Internal Monsanto documents suggest that the company did know about the danger. In a 2002 email, a Monsanto scientist reportedly wrote, “we are in pretty good shape with glyphosate but vulnerable with surfactants. What I’ve been hearing from you is that this continues to be the case with these studies - Glyphosate is OK but the formulated product (and thus the surfactant) does the damage.”

In another email, surfaced as part of the discovery process in Pilliod, a Monsanto toxicologist wrote, “you cannot say that Roundup is not a carcinogen ... we have not done the necessary testing on the formulation to make that statement. The testing on the formulations are not anywhere near the level of the active ingredient. We can make that statement about glyphosate and can infer that there is no reason to believe that Roundup would cause cancer.”

More pointedly, one Monsanto scientist wrote, “Even though no testing requirements have been implemented for several years now, this damn endocrine crap just doesn’t go away, does it.”

Although Monsanto changed the Roundup formulation in its European market, where POEA had been banned, it declined to do so in the United States, where the change might have been adversely interpreted as evidence of internal doubt about the safety of the product.

Are the emails a smoking gun? On hindsight, they certainly suggest internal doubts. The defensive strategy that developed thereafter seems to rely on statements about the safety of glyphosate, but that steers away from the potentially more damaging questions about the safety of the total formulation.

EPA fumbles


The Environmental Protection Agency also seems to have limited its safety review to glyphosate, as the active herbicidal ingredient in Roundup, and separately to surfactants, like POEA, but not the effect of the combined product.
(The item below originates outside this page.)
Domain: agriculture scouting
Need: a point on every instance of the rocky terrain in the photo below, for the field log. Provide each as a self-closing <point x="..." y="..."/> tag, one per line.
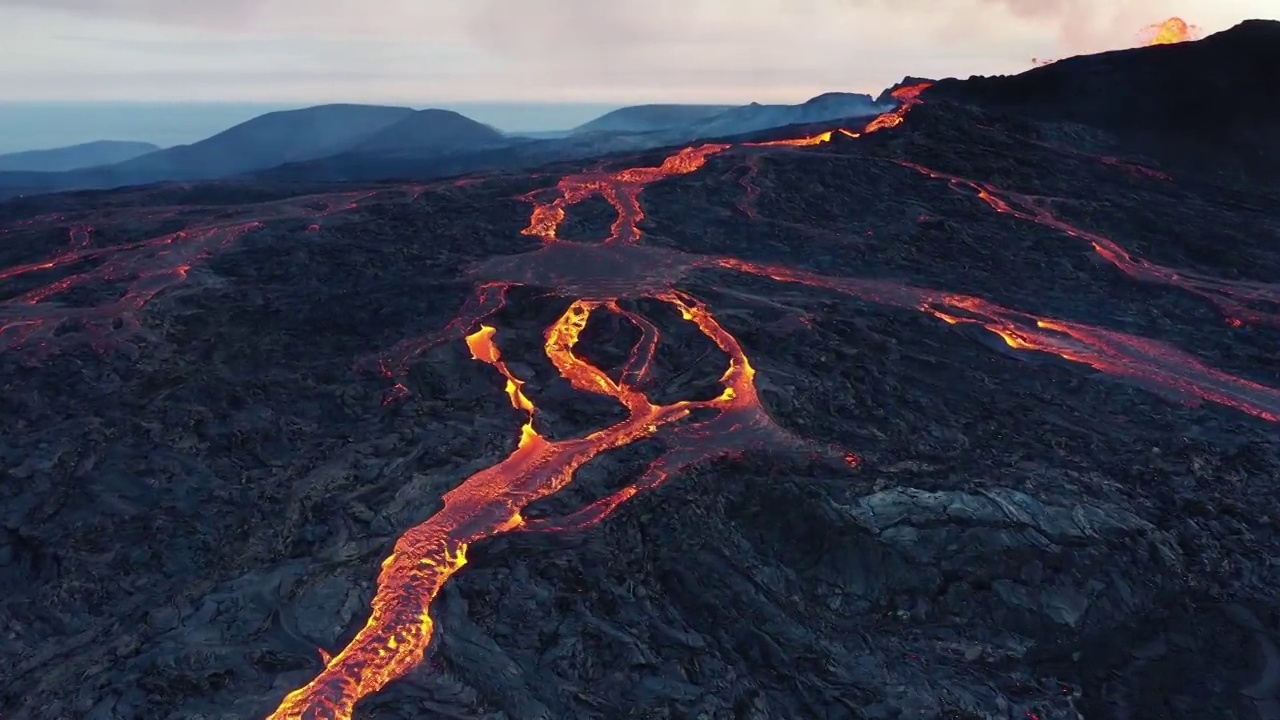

The agency does not appear to have reviewed the safety of the formulation. In fact, the EPA does not appear to have information about the non-glyphosate elements of the product as late as 2016. Instead, its reassurances to consumers about the safety of Roundup appear to be based on piecemeal investigations and an extensive database of Monsanto-sponsored studies.

What now?


The punitive damages portion of the Pilliod verdict will likely be reduced, but the evidence collected about the role of Roundup in damaging human health will be likely be available in pending Monsanto glyphosate lawsuits. The internal memoranda suggesting qualms about the safety of the formulation may provide powerful evidence of deliberate deception on the part of Monsanto. Court watchers are watching for settlement negotiations.